4. Il popolo della – e nella – rete che ieri ha circondato il famigerato Palazzo romano è il degno erede del mitico popolo dei fax che all’inizio degli anni Novanta assecondò la cosiddetta “rivoluzione giudiziaria” che assestò il colpo finale ai partiti della Prima Repubblica, risparmiando solo gli eredi dell’onesto Berlinguer. Guarda il caso… In attesa della marcia su Roma dell’unto della Rete, i giornalisti hanno voluto sondare gli umori degli indignati cittadini, impegnati a sostenere la “rivoluzionaria” candidatura di Rodotà. Richiesto di un’opinione circa la nuova investitura presidenziale a Napolitano, un giovane cittadino (forse un rifondatore statalista, forse un centrosocialista, forse un “viola”, forse un ex girotondino, forse un grillino, certamente un cittadino dalle mani pulite) ha detto che «siamo all’ennesima dimostrazione che in questo Paese nulla può cambiare.
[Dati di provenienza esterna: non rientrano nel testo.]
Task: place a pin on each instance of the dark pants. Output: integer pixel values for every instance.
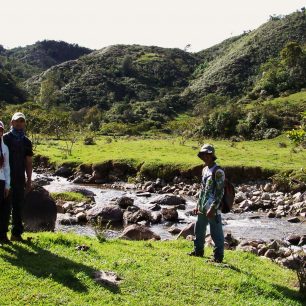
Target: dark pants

Non c’è speranza. Solo una cosa può cambiare la situazione, una rivoluzione». La “rivoluzione” per portare Rodotà (o Casaleggio in persona!) alla presidenza della Repubblica! C’è gente in Italia disposta a rischiare la pelle pur di farla pagare alla “casta”. Che oggi la “rivoluzione” sia evocata, un giorno sì e l’altro pure, dal pensiero ultrareazionario ci dà la misura della crisi sistemica italiana, i cui nodi gordiani anelano l’accetta e la ghigliottina.
Il mio problema naturalmente non è il pensiero politico dei militanti anticastisti, ma la loro opera messa al servizio della conservazione sociale. Fare in modo che il disagio sociale non nutra i movimenti politici reazionari, di “destra”, di “sinistra” e di “nuova” concezione, è il compito che l’attualità assegna a chi non si rassegna all’impotenza politica e sociale delle classi subalterne e di tutti coloro che in qualche modo subiscono la cattiva esistenza nella dimensione del Dominio capitalistico. Compito arduo fino all’impossibile, chi può negarlo; ma non per questo meno attuale, fecondo e orientato in senso umano.